A metal matrix mirror is illustrated in FIG. 2. A matrix of reflected islands 36 is formed on an insulative layer 38, such as SiO.sub.2, on the silicon photoconductor substrate 40. The islands 36 are separated from each other so as to avoid short-circuits across the face of the mirror. The dimensions of the individual islands 36 are determined from a minimum size for adequate reflection, on the order of 5-20 microns, and the resolution or pixel element size for which the light valve is designed. The thickness of the islands depends upon the specific reflective material employed. There is a basic requirement that the free electron density of the reflective material be sufficient to interact with the readout radiation and scatter it back out of the material. Metals such as aluminum or silver or metal/semiconductor compounds such as platinum-silicide may be used.
Although the dielectric mirror version of the LCLV described above can be used over a fairly wide range of wavelengths, it suffers from a charge spillover phenomenon that exists in the microdiodes as a result of a lateral punch-through mechanism under higher illumination levels. This spillover, from an activated pixel to an adjacent non-activated pixel, reduces the dynamic range of the device and can degrade its resolution.
The metal matrix mirror version, on the other hand, has been limited principally to infrared radiation because of the bandgap of the silicon substrate. In the visible region, readout light leaks through the vacant channels separating the metal islands, causing activation of the underlying photoconductor. Since only about 70% of the readout surface is occupied by the reflective islands, enough light leaks through between the islands to effectively prevent operation in the visible region.
Another type of light modulator is disclosed in U.S. Pat. No. 4,619,501 to Armitage. In this device a solid electro-optic crystal is used instead of liquid crystals. Lithium niobate, lithium tantalate and potassium dideuterium phosphate are suggested for the solid crystal materials. A lattice of microgrooves is formed on the surface of the silicon wafer to prevent lateral charge movement.
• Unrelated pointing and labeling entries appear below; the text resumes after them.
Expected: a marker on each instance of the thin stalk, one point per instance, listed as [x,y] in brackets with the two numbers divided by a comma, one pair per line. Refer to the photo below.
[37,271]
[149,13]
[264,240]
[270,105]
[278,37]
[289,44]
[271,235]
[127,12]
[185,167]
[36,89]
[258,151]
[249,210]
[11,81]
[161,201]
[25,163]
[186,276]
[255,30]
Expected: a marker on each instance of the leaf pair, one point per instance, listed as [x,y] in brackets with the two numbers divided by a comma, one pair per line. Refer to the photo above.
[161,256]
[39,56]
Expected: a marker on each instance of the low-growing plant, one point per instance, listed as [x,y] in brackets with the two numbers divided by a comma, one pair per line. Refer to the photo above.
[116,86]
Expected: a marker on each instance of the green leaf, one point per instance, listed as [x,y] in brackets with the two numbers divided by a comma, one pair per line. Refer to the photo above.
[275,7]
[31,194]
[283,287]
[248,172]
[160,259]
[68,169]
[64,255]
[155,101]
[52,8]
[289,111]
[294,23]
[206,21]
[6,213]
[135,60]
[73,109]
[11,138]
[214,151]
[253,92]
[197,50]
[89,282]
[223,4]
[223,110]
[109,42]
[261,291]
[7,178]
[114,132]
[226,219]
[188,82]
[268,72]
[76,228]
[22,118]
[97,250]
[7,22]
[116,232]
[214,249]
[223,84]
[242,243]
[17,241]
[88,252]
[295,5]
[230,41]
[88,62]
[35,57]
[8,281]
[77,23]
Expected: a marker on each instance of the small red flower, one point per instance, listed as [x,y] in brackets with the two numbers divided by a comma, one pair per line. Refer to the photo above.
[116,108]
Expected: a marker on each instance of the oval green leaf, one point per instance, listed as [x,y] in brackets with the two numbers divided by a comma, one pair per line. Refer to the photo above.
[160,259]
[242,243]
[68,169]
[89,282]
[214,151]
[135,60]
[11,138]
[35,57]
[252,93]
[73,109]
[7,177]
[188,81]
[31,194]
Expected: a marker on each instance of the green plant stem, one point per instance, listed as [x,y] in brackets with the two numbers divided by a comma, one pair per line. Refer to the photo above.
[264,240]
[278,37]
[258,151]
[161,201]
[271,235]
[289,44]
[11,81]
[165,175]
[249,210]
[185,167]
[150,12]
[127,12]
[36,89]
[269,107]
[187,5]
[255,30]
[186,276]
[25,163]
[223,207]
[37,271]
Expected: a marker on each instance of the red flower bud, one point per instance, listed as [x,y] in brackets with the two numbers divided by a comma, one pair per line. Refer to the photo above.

A light blocking layer is provided on top of the silicon wafer, followed by a dielectric mirror, and then the electro-optic crystal. Although seeking to prevent lateral charge movement between pixels, the open microgrooves can potentially become contaminated with moisture. This is turn can cause short circuits between adjacent pixels, a variable dielectric constant as the moisture content varies over time, and unstable light valve operation.